Around our home, the most commonly seen snakes are Eastern Patch-noseds, the high-elevation sister species of Western Patch-nosed Snakes. Like their lowland cousins, Whiptail Lizards are a staple of their known diet, so we assumed that was what the one we spotted was after as he diligently excavated a burrow in our yard one June evening. Over the course of about an hour, we watched him dig and dig; as the sun set, he gave up for the day, and we watched him knowingly glide over to a leaky cistern for a drink before holing up in a concrete crack for the night.

One week later he (or perhaps a look-alike: Patch-nosed are similar in appearance!) was back, at another soil hole just a couple of body-lengths from his prior work. I left my video camera trained on his operation in hopes of learning later what his quarry might be.
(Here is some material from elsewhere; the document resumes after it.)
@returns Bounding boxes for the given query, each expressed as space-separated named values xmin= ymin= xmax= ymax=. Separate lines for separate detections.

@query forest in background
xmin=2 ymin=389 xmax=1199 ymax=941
A Whiptail Lizard (slender brown lizard with light stripes and spots) approaches an Eastern Patch-nosed Snake (yellow snake with dark brown stripes) digging.
A Whiptail Lizard approaches an Eastern Patch-nosed Snake digging.

That evening, Melissa and I reviewed the day’s footage. He dug tirelessly, flinging soil with his snout and rolling sizable gravel up and out with the side of his head. They are remarkably effective excavators! To our surprise, an adult Whiptail made an appearance at the edge of the frame. What could she be doing? (The species here is all-female.) She was perilously close to a predator whose specialty is her own kind! Again and again, she wandered into frame, in apparent interest at the snake’s activity (surely she wouldn’t mock her pursuer, as Bugs Bunny does Elmer Fudd – real animals don’t take chances with their predators for laughs!).

Finally, in an act that we (cautiously) attribute to maternal heroism, the Whiptail dashed into the pit to bite the snake while his head was below ground. The strike was so fast that only a couple of video frames record the incident in a blur, and the lizard was gone. The snake was gone, too – he disappeared into the hole, or perhaps used another exit off-frame – but was not seen again in the video.

But we did see the Whiptail again. She dutifully returned to collapse dirt back over the hole created by the Patch-nosed.  Such maternal heroics have not been described for most reptiles, and not knowing if this Whiptail’s nest was located here relegates our explanation to speculation. What but a mother’s care can explain her ferocity in the face of danger? Whatever the reason for the Whiptail’s bravery (and the snake’s doggedness!), we will continue to record and share our observations with whomever we can, and readers can answer for themselves, are these creatures worthy of respect?